NERC’s newly released reliability standards are known as Reliability Standard PRC-023 (Transmission Relay Loadability). Not the catchiest name, if you ask me. But in the document, they itemize some specific rules about when relays should and shouldn’t be operated, so as to not unnecessarily limit power flow.
It Is a Bit About Software
The unnecessary opening of breakers, and the new PRC-023 standards are a good example of how it’s not all about software.
But… It is a bit about software.
We’ve already talked about State Estimators and Real-Time Contingency Analysis (RTCA). Without these tools, the grid could not have grown to its current size, and complexity, while still maintaining its high degree of reliability.
Let’s continue on the topic of relays for just a bit longer. The rules set forth in NERC’s guidelines are very specific, and require that grid operators have a high degree of accuracy and control over their equipment. It can be difficult for grid operators to keep track of thousands, or hundreds of thousands of pieces of equipment, how much electricity can flow through them, their current status, and then compare that to the current state of the grid.
Adherence to the PRC-023 standards is especially difficult. You know what might help?
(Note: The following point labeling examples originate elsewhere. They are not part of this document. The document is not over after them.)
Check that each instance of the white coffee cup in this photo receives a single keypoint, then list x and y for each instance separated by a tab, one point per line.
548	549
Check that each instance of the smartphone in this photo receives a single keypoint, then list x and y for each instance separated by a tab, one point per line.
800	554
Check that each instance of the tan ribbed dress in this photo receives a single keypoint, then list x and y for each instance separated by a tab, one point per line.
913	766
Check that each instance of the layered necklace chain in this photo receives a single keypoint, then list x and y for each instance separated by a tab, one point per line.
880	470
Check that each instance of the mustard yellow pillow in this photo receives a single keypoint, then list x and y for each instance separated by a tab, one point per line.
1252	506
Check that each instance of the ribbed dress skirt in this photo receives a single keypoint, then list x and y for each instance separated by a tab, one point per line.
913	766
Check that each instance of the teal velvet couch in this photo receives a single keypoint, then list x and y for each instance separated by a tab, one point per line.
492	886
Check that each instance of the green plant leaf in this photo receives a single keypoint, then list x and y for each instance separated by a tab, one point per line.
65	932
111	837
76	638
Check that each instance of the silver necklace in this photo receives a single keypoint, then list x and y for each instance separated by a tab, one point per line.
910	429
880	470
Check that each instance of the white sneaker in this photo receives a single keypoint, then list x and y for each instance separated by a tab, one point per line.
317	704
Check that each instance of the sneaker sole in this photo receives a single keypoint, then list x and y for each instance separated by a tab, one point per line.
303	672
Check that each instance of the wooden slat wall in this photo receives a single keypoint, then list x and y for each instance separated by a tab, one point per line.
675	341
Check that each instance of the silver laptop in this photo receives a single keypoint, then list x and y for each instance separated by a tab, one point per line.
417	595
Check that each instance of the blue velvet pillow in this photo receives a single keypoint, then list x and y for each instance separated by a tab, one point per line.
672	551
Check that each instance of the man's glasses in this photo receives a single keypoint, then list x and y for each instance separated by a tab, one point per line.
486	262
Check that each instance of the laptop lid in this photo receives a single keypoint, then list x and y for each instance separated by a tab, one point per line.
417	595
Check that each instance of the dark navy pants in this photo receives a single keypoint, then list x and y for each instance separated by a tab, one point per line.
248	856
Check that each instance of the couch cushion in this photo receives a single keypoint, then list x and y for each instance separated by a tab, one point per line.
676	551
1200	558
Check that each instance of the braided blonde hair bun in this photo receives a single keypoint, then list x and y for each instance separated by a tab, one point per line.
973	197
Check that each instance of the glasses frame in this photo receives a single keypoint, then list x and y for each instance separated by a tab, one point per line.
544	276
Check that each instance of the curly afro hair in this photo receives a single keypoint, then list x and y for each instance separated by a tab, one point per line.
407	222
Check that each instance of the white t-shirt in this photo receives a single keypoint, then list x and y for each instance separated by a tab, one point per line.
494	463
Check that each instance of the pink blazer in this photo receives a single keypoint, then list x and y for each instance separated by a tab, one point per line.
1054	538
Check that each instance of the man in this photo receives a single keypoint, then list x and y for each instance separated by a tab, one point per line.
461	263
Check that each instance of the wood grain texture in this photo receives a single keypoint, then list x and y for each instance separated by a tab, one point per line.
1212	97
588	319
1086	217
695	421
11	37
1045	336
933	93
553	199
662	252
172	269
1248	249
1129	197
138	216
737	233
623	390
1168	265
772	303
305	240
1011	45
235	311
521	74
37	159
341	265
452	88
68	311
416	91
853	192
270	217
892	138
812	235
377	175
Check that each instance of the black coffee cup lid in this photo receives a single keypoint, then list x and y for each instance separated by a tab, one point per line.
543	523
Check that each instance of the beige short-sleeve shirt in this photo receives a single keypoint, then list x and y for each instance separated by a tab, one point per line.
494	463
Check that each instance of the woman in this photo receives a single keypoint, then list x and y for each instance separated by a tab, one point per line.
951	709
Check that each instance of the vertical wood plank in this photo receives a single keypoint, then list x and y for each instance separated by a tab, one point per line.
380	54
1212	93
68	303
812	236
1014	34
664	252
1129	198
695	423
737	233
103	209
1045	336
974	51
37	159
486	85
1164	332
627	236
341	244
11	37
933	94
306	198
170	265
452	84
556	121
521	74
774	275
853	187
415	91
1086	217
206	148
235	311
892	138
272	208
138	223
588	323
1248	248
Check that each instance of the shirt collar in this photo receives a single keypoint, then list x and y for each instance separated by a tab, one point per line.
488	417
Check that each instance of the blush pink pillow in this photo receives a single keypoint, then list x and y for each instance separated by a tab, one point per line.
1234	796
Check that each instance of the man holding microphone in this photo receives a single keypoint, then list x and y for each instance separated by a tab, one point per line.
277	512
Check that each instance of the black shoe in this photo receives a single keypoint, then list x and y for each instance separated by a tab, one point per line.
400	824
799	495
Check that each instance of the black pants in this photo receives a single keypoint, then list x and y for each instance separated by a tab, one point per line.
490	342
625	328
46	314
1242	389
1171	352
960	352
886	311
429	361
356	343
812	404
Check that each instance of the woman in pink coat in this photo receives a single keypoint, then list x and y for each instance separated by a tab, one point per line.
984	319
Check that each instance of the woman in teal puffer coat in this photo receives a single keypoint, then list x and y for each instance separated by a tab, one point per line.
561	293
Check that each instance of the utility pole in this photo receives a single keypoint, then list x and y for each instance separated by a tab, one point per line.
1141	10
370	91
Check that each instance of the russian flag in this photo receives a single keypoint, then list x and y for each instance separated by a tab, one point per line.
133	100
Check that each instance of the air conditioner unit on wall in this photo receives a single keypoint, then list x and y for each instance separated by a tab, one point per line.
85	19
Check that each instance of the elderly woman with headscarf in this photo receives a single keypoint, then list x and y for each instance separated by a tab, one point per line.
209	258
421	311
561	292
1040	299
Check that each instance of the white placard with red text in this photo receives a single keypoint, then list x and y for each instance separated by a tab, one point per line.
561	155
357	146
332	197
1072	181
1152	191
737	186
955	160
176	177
See—even when it’s not about software, it’s still about software. 🙂
Unless a grid operator has some sort of software solution to help them keep track of relay ratings, transmission line ratings, and relevant equipment ratings, they are in danger of not adhering to NERC guidelines (and paying a hefty fine!).
So there you have it—a full-circle journey from how a small software bug could contribute to a blackout affecting millions, to the instrumental role that software now plays in preventing similar disasters.
As we’ve seen, software’s importance extends far beyond just running our devices or powering our homes; it’s the invisible hand that manages our energy supply and demand, monitors the health of our power grids, and helps avert crises before they even happen.
This isn’t to say that software is the only player on the field, or that it’s without fault. Humans, weather events, and simple physics all play their part in this dance. But it’s clear that the role of software will only continue to grow as our power grid becomes more complex and interconnected.
In the wake of blackouts like the one on August 14, 2003, improvements to software have been instrumental in strengthening the reliability and resilience of our power grid. New tools, better algorithms, and greater connectivity are helping grid operators keep pace with the increasing demands of our power-hungry world.
So, next time you’re enjoying a cool breeze from your air conditioner on a sweltering summer day, make sure to spare a thought for the complex symphony of software and hardware, humans and machines, all working harmoniously to ensure that power continues to flow seamlessly.